The bottom line is that you can compare these two sets of conclusions about what caused Eliza Jane’s death and decide which seems more plausible. The first, the coroner’s report, looks at a child of an HIV-positive mother who refused to take AZT during pregnancy, breast-fed her child even though that is known to increase the rate of transmission of HIV, and refused to have her child tested for HIV, a child who collapsed after upper respiratory and ear infections, whose autopsy findings showed HIV encephalitis, P. carinii in the lungs, and severe anemia. Given such findings, it’s hard not to conclude that Eliza Jane died of AIDS complications. The second hypothesis, promulgated by an HIV “dissident” with a definite axe to grind, requires us to believe in not just one, but three, highly unlikely occurrences (plus one simply unlikely occurence), namely:

  1. A previously completely healthy girl developed PVB19 infection leading to both encephalitis and aplastic anemia (possible, but highly unlikely, and, even if PVB19 were found, it would be far more likely that it was able to cause anemia because of immunosuppression due to AIDS).
  2. This same girl also developed an acute allergic reaction to amoxicillin that led to cardiovascular collapse and–oh, by the way–also caused steatosis of the liver within a day after starting the drug, the steatosis being something even Dr. Al-Bayati’s own references do not seem to support as being likely.
  3. This same otherwise healthy girl had sufficient quantity of P. carinii in her lungs to show up on Gomori methenamine silver staining at her autopsy.
  4. The medical examiner and neuropathologist either botched the staining for the p24 protein (or that it was a false positive) and an experienced neuropathologist didn’t know the pitfalls of the diagnosis of HIV encephalitis using brain tissue sections.
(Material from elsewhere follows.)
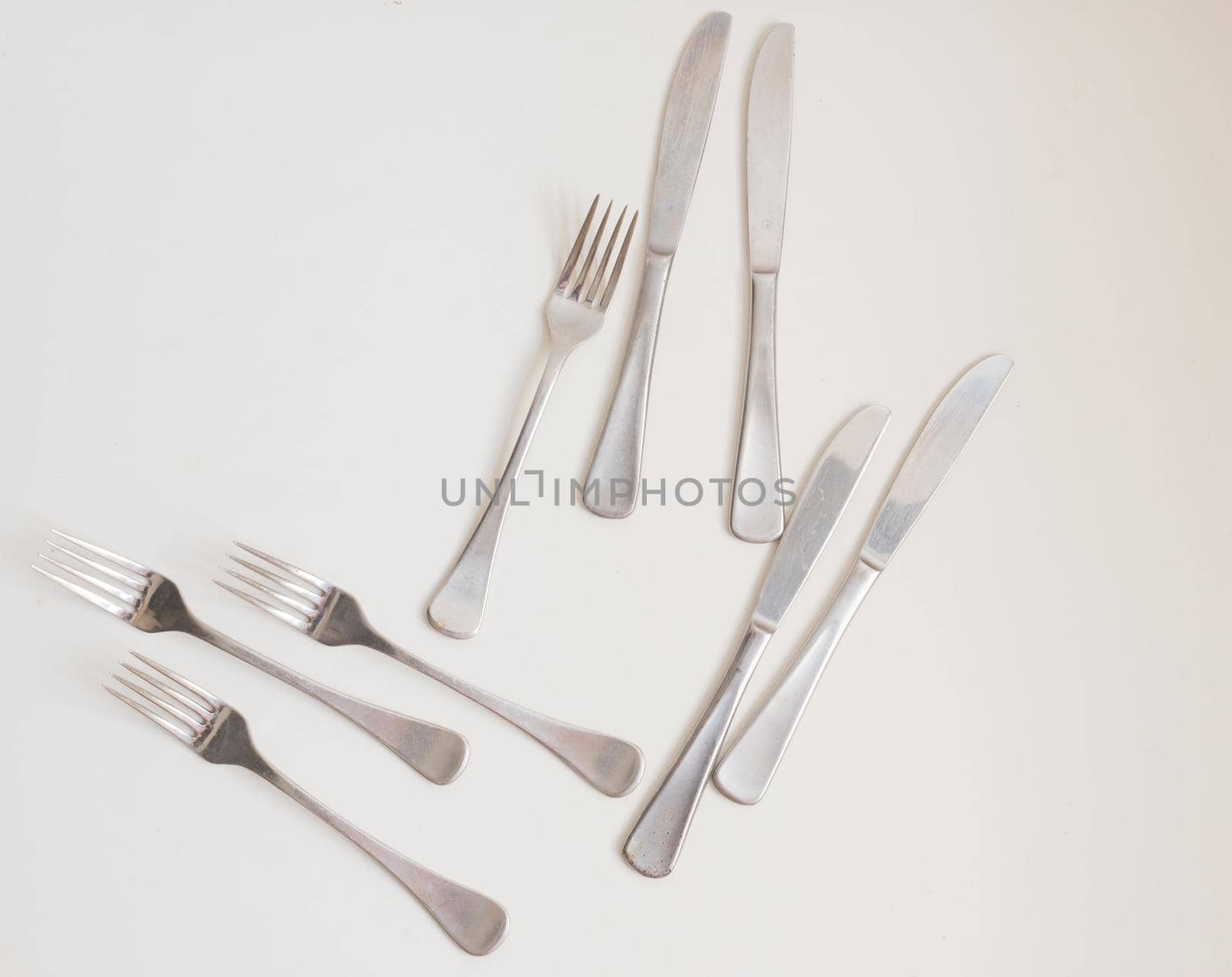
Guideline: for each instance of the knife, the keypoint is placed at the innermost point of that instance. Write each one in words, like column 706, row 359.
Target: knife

A veritable herd of zebras indeed.

Sadly, none of this stopped Christine Maggiore from going on ABC’s PrimeTime Live to argue her case. In the intervening three years, efforts continued on and off to present Maggiore as lacking any culpability in EJ’s death, and, like a vampire, the Al-Bayati report kept rising from the dead whenever it was required. Denialist bloggers stated that Eliza Jane “died of an allergic reaction to an antibiotic, not of AIDS” as though it were a settled fact. In addition, Maggiore and her supporters continued a smear campaign against the L.A. County Coroner as incompetent or somehow in the pocket of big pharma. The preventable death of al little girl can’t be anything but tragic, but the desperate and scientifically dishonest methods used by HIV/AIDS denialists to try to deny that this little girl died of anything other than complications from AIDS added immeasurably to the tragedy.

History Repeats Itself

Three years later, it appears that Maggiore’s belief that HIV doesn’t cause AIDS might finally have caught up with her. I say “might have” because we do not know for sure right now and cannot know for sure without an autopsy. The one thing we do know is that about a week ago she died of pneumonia at the age of 52:

On Saturday, Maggiore died at her Van Nuys home, leaving a husband, a son and many unanswered questions. She was 52.

According to officials at the Los Angeles County coroner’s office, she had been treated for pneumonia in the last six months. Because she had recently been under a doctor’s care, no autopsy will be performed unless requested by the family, they said. Her husband, Robin Scovill, could not be reached for comment.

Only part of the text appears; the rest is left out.